Here's one recipe that I want to try (you would use about 1 tbsp per regular sized load):
2 cups grated Dr. Bronner's castile soap bar (1 bar)
1 cup washing soda
1 cup borax (from 29 Diapers)
Homemade detergent like this costs about $4 per batch, with one batch lasting about a month.
You can also use soap nuts - these are dried seeded berries from an Asian tree, and they are a truly natural way to wash.
You can use them in your laundry, as shampoo, as soap, to wash your dishes... anything you would use conventional soap for.
10. Do your laundry by hand.
Yes, this is more work but it saves a tonne of money. There are a number of ways you can do this. Some people put their laundry in the bathtub and stomp on it like they're making wine. Alternately, you can make yourself a camp-style washer bucket which will make the whole process a lot easier, and run you maybe $20.
Or, you can buy a hand powered washing machine for about triple that price.
|Wonder Wash hand crank washer|
A lot of people choose to wash even their cloth diapers by hand, and they do actually get really clean, and it doesn't all that much effort - only about 5-10 minutes of agitation (you can leave your laundry to soak for 30 or so minutes prior to or between agitations).
11. Use a menstual cup and/or 'mama pads.'
If you thought disposable diapers were a waste of money, imagine how much money a woman throws in the garbage by using disposable menstrual pads and tampons for 35 or so years!

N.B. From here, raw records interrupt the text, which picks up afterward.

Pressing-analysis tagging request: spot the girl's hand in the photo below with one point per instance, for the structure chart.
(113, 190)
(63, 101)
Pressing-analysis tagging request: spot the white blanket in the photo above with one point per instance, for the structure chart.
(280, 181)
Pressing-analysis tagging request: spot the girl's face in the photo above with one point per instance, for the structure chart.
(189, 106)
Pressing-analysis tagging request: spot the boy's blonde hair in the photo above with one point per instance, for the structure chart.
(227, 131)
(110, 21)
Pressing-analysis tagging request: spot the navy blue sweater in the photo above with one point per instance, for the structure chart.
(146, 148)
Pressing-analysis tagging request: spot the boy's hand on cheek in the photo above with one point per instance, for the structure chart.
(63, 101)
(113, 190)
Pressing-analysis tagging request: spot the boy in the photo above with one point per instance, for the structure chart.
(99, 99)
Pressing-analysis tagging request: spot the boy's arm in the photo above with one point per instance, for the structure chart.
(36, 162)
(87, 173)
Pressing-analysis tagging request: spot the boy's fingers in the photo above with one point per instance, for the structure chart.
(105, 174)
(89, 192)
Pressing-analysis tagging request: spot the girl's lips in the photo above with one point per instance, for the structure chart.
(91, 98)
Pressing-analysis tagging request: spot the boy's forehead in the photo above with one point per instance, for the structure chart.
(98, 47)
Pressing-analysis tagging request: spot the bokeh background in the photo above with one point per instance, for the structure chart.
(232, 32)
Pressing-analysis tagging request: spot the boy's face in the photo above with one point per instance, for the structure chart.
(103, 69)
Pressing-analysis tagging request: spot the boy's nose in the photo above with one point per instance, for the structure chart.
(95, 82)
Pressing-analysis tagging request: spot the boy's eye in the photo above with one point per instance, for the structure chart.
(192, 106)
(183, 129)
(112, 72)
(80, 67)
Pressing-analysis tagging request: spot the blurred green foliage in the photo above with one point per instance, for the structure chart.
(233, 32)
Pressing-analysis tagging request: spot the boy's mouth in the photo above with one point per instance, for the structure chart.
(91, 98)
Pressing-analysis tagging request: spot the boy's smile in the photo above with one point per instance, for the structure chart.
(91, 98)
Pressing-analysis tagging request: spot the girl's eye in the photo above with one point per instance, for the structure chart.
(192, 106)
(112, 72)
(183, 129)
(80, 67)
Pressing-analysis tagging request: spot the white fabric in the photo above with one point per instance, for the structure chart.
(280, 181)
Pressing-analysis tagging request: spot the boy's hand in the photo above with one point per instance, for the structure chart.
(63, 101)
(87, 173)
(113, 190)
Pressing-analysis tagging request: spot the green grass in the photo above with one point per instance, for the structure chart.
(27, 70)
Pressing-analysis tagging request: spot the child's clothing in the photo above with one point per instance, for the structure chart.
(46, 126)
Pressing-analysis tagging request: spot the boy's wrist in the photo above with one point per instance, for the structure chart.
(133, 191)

A Diva Cup can save you a lot of money, and it's so easy to use.
It's a silicone cup that you put in kind of like a tampon and you empty it out periodically. What's great about the cup is that it is reusable, washable, non-reactive (it's made of medical grade silicone) and you don't have to worry about getting Toxic Shock Syndrome if you leave it in for too long (unlike tampons).
If you're like me you need to use pads as back-up (in case of leaks), and cloth menstrual pads are a cheaper alternative to disposable ones.

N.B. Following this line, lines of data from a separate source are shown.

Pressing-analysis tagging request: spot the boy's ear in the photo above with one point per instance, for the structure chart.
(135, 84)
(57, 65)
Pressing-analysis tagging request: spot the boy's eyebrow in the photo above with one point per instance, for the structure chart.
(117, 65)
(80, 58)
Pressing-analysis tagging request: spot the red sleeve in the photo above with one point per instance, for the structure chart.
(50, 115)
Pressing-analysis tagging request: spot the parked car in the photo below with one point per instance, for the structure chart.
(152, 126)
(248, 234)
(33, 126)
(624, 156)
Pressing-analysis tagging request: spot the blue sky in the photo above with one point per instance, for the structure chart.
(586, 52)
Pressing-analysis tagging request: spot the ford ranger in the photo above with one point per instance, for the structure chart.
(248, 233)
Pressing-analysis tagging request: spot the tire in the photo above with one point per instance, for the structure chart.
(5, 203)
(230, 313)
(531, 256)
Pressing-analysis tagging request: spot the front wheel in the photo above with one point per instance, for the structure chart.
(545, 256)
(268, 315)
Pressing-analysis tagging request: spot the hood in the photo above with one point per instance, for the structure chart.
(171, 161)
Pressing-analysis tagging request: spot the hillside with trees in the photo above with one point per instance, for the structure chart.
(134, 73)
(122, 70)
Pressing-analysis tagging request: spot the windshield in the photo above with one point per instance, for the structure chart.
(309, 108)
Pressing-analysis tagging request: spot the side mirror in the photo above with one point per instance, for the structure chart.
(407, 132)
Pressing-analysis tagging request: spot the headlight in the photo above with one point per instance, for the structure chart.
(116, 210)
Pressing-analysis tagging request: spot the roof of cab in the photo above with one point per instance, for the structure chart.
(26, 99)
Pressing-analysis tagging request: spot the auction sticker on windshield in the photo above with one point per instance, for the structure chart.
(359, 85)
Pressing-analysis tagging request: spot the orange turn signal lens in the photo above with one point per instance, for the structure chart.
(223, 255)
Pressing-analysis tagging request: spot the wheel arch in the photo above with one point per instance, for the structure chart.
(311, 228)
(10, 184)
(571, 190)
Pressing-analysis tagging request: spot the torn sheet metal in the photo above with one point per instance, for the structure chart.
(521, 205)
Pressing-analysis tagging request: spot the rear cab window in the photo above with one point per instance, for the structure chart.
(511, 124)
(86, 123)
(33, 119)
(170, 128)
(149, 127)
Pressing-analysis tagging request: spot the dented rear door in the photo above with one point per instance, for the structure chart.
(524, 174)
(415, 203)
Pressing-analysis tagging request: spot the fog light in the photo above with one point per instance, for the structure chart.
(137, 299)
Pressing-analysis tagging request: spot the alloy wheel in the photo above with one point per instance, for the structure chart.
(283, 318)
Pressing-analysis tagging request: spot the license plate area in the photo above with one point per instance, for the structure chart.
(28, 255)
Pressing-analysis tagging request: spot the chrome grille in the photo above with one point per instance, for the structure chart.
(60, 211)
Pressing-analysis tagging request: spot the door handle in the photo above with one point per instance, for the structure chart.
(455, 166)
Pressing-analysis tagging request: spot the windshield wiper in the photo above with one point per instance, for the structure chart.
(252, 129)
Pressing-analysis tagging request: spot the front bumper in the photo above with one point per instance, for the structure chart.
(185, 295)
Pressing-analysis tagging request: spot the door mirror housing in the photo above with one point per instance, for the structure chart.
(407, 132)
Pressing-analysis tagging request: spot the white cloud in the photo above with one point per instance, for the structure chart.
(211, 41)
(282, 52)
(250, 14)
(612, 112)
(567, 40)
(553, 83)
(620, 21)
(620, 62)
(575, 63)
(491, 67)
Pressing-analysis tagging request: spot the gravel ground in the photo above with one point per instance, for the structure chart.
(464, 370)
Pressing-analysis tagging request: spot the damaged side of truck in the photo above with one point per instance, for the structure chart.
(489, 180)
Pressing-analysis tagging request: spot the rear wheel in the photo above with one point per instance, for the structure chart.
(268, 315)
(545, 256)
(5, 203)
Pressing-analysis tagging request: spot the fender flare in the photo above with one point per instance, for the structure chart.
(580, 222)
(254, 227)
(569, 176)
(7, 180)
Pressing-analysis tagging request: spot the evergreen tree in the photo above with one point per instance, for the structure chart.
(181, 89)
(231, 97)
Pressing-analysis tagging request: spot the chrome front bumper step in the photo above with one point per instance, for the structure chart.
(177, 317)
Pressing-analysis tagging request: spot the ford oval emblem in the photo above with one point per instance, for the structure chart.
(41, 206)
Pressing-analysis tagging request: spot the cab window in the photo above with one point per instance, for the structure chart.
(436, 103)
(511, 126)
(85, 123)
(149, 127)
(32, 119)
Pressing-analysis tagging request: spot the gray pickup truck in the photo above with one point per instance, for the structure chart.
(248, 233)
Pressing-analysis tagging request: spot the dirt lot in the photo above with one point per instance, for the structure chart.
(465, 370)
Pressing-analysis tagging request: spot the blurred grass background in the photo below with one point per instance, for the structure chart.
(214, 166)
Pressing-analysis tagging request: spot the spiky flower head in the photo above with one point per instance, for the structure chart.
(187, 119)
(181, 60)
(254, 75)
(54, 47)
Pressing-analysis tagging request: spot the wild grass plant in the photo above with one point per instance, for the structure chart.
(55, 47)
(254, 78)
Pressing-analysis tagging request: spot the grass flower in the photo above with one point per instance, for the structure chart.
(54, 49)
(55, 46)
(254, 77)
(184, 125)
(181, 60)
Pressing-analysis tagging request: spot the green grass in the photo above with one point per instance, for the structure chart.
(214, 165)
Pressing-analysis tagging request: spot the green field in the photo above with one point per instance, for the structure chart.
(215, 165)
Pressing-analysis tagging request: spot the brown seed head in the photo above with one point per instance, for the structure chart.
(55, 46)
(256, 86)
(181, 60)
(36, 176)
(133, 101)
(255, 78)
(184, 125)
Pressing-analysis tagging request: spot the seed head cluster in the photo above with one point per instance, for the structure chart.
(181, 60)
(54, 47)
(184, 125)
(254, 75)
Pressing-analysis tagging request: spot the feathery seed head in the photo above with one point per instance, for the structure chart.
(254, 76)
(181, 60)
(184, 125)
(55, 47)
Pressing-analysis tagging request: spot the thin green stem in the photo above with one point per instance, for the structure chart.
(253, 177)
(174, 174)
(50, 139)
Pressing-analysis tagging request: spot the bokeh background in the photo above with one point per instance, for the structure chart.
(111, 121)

|Aren't they cute? These are from Talulah Bean|
|Monthly pads from Green Line Diapers - must have!|
If you shudder at the thought of washing blood-soaked pads, get over it. What do you do if you leak onto your clothes, do you throw them out? No, I didn't think so.

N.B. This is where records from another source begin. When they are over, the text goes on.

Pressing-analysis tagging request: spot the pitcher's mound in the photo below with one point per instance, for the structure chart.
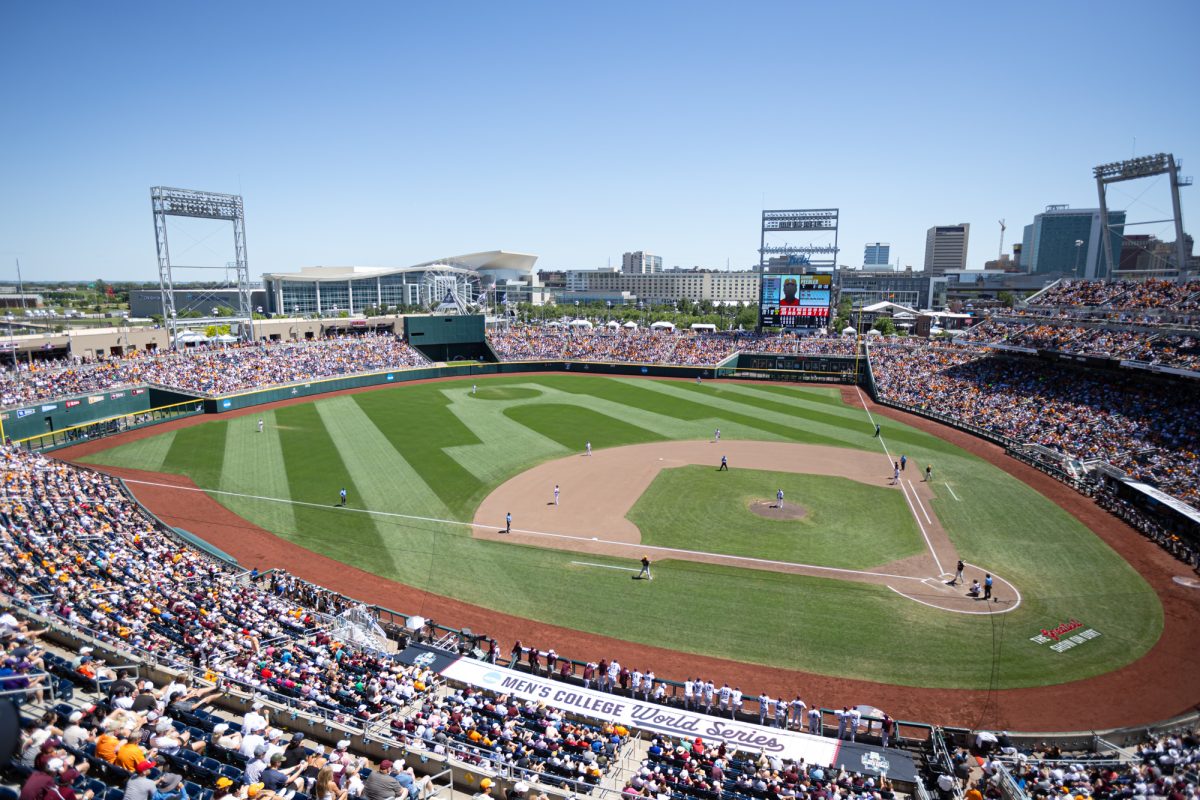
(767, 509)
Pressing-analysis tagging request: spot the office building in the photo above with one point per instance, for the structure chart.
(913, 289)
(1068, 241)
(877, 254)
(192, 301)
(475, 277)
(695, 284)
(946, 247)
(641, 263)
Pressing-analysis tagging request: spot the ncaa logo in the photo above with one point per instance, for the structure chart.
(875, 762)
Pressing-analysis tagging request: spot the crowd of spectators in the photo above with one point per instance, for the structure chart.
(1185, 548)
(147, 743)
(535, 343)
(525, 737)
(1123, 295)
(210, 370)
(709, 770)
(1163, 767)
(1138, 423)
(1156, 347)
(75, 546)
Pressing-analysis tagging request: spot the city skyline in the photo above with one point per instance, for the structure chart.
(391, 136)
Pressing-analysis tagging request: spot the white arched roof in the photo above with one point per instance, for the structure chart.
(495, 260)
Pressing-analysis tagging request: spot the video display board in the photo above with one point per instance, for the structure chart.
(795, 300)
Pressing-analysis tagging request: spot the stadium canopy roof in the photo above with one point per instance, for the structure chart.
(486, 262)
(892, 307)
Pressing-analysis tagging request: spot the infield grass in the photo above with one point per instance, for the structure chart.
(846, 523)
(435, 450)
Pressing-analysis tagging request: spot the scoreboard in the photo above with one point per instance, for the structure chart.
(795, 300)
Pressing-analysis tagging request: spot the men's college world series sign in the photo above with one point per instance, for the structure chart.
(664, 719)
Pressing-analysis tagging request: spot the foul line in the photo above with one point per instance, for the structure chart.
(655, 548)
(907, 499)
(955, 611)
(869, 416)
(606, 566)
(923, 533)
(917, 498)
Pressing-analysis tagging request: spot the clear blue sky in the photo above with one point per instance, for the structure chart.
(397, 132)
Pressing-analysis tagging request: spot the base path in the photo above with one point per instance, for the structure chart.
(1132, 696)
(598, 491)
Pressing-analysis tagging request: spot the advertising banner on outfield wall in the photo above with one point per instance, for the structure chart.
(664, 719)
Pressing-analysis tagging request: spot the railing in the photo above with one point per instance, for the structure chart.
(1008, 786)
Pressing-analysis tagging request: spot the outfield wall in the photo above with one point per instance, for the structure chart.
(63, 422)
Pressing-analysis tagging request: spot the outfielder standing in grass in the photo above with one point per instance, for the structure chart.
(646, 569)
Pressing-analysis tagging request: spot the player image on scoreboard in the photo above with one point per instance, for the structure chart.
(795, 300)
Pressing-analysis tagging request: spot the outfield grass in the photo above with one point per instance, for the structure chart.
(847, 524)
(433, 450)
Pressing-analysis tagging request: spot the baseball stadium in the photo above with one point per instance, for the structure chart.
(873, 554)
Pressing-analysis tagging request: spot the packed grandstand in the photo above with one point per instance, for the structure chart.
(79, 554)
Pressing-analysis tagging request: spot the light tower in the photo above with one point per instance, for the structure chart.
(169, 202)
(1162, 163)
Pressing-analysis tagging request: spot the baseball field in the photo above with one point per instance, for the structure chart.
(847, 578)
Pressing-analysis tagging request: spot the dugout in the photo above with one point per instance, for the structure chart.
(449, 337)
(1168, 511)
(69, 417)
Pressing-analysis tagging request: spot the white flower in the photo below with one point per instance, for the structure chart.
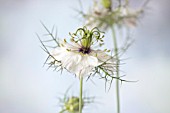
(103, 17)
(79, 58)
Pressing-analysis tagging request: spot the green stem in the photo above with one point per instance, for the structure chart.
(81, 93)
(117, 68)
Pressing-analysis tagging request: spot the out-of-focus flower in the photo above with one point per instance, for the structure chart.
(70, 104)
(104, 15)
(80, 56)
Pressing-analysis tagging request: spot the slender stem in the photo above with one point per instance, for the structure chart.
(81, 93)
(117, 68)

12. Use cloth instead of toilet paper.
This one will be a really tough sell for a lot of people, but if you cloth diaper your child (and use cloth wipes on them) then this isn't too much of a stretch. Not only will this save you money, it will save millions of trees, if you care about that kind of thing. I've only been using cloth wipes instead of toilet paper for a few months (and I still use paper for the messiest stuff) but I tell you I much prefer it - cloth works so much better than paper. I also have a diaper sprayer (which is really just a re-branded hand-held bidet) so I use that first and then a cloth. I keep a wet bag in the bathroom to toss the used cloths in, and then wash them with the diaper laundry. No, it doesn't smell. No, it isn't gross. Grow up, people.
So that's it, my list of some basic greener choices. If you're wondering, I do 9 or 10 of the things on this list.